Does Tim Minear, who wrote this episode, know what a clunker of a sound MURDE is? Does he know it’s a laugh line? He must, right? He’s an accomplished writer, the name behind some of my favorite genre television… But… but…


The splashy, Mansonesque MURDE isn’t the only clunker in this episode. In a traditional ghost story or horror series, a man walking through his house to find a nurse and an elderly patient inexplicably going about their routine would be a shocking swerve. In a carefully constructed story, Shelby’s abrupt changes of attitude—from desperate desire to flee to determination to stay put and back again—would surely hint at some hidden agenda or unexamined impetus. But on AHS, shocking swerves and inconsistent motivations are business as usual. There’s no reason to trust that they’ll pay off in a coherent ongoing story or character development. There’s no reason to trust that they’ll pay off at all.

Even so, it could be fun to revisit these old tropes if they’re played cleverly, and if you can trust the creators to play fair. But they aren’t and you can’t.

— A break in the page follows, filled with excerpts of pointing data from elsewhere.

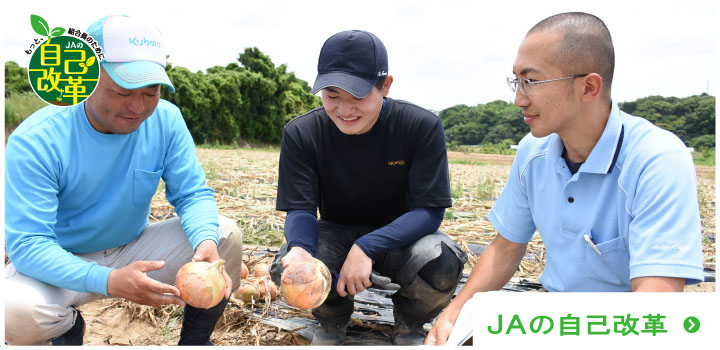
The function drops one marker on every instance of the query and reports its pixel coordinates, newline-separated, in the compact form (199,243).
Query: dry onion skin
(201,284)
(305,283)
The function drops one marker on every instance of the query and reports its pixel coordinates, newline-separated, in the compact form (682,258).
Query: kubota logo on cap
(144,42)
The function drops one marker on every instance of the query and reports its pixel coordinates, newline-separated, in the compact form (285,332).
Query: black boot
(198,324)
(74,336)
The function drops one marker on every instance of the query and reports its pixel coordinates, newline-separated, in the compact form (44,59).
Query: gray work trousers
(36,312)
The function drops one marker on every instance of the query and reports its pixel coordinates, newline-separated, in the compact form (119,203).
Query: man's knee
(443,272)
(436,258)
(230,248)
(30,323)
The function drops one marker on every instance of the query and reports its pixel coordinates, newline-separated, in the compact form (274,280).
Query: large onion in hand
(201,284)
(305,283)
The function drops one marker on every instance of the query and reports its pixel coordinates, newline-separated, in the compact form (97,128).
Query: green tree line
(252,99)
(690,118)
(246,101)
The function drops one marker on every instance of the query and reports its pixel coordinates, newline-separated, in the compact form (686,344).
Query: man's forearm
(495,267)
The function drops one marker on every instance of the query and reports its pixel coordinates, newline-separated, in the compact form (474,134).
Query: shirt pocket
(613,266)
(144,186)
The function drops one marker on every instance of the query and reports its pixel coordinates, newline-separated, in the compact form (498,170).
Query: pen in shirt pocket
(589,241)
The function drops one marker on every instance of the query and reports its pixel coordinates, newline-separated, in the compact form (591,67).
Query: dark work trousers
(419,299)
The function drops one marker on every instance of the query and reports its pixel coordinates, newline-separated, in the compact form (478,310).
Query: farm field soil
(245,182)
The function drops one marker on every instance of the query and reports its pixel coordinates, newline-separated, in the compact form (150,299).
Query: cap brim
(134,75)
(356,86)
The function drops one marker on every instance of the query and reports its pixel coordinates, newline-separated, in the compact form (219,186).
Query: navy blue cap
(352,60)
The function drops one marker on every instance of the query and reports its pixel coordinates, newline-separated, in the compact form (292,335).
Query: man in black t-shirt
(376,168)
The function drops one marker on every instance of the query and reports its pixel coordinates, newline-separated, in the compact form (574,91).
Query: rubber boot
(74,336)
(198,324)
(407,333)
(333,334)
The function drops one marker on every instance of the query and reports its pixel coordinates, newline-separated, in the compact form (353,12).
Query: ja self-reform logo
(63,69)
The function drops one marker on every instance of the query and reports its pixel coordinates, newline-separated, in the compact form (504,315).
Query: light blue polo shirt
(635,196)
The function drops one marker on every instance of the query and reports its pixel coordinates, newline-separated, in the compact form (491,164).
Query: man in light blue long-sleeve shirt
(78,183)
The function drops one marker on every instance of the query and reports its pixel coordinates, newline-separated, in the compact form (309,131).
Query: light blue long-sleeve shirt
(70,189)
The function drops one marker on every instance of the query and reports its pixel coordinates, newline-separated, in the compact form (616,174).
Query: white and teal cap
(134,51)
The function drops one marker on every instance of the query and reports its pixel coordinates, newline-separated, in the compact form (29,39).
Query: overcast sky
(441,53)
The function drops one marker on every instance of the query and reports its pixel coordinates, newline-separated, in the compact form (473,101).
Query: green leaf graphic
(57,31)
(39,25)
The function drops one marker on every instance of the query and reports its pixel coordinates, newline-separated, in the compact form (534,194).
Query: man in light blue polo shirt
(613,197)
(79,181)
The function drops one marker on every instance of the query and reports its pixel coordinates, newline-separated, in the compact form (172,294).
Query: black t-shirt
(399,165)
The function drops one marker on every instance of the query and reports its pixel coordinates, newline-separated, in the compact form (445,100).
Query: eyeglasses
(525,85)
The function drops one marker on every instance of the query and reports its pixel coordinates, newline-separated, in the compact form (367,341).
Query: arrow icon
(691,324)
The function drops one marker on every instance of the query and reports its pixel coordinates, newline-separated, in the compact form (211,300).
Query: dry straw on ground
(245,181)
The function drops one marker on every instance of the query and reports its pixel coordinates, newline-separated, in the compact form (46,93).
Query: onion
(305,283)
(267,287)
(244,272)
(201,284)
(261,270)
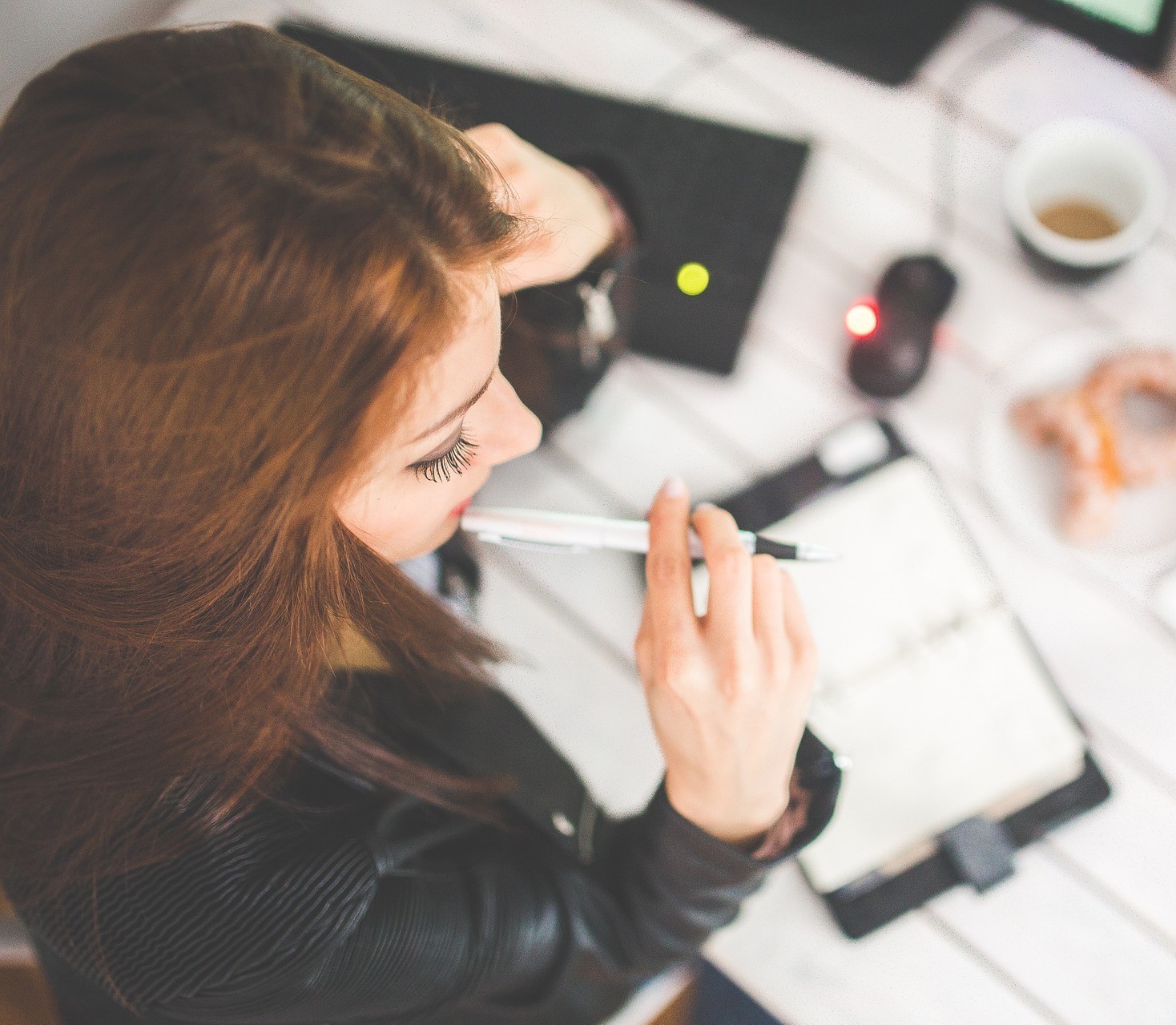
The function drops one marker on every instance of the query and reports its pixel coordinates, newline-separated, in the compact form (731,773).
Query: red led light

So it’s tedious to watch Cuba Gooding, Jr., muddle through a spectral phone call, waiting for him to learn that—gasp!—the landline was never plugged in! It’s tedious to watch the cop search the house for the nurse and the corpse she left behind, waiting for him to find—gasp!—nothing! (Hey, why didn’t they turn on the lights instead of searching by flashlight? The 1980s-vintage fluorescent vanished with Miranda, Bridget, and Margaret, but they didn’t abscond with the Millers’ sconces, too.) It’s tedious to see Angela Bassett flinch from a collection of pig’s tails that squiggle comically where they’re nailed into the wall, then look again to see—gasp!—nothing!


If the writers want the audience to believe the show’s clumsiness is intentional, not accidental, if it wants us to follow its sudden swerves and diversions, if it wants us to extend the credit of believing the show and its writers are in on the joke, it needs to be more credible to begin with. If it wants us to parse all the inconsistencies and contradictions its current layers of character and narrative are spewing (and that’s a big if), it should have displayed consistency of character and narrative in the past.

Lack of pay-off has always been American Horror Story’s biggest problem. That might sound harsh for a new season, a brand-new story just begun. But along with its history of tour de force performances and bold visuals, the series has a history of false starts, dead ends, and dawdling diversions. What it doesn’t have is a history of cleverly nested narratives, or of thoughtful ambiguity, or of measured meditations on the nature of storytelling.


That’s the fundamental mistake I made last week: I gave American Horror Story: Roanoke more credit than it deserves. AHS has always been exactly what it wants to be, and it’s unlikely the show will surprise us in its sixth season with pensive self-reflection. Instead, it’s giving us the same old load of MURDE.

Stray observations

  • The chant Kathy Bates’ character gives before the pyre—“I am the queen of every hive, I am the fire on every hill, I am the shield over every head. Who am I but both the tree and the lightning that strikes it?”—is a version of the song of Amergin the bard. (Susan Cooper readers may remember a different rendition, and a different attribution, in Silver On The Tree.)
  • Also like “Flicker,” “Chapter 2” is satisfyingly short. It’s a pleasant surprise when an AHS episode doesn’t exceed its hour.
  • After the short shrift Angela Bassett got last season, it’s rewarding to see her portrayal of Lee get fleshed out a little with the introduction of her daughter, and the corresponding flashes of gentleness, softness, and despair.
  • It makes no sense that after someone left a video playing in her basement, Shelby was dead-set to abandon her house as haunted, but after happening upon strangely costumed mob sacrificing a man over a fire, she decides it it was a hoax by their real-estate auction rivals. Any haunted-house tale has to justify the residents staying put, but Shelby’s motivation and credulity are more than mercurial or clouded; they’re incomprehensible.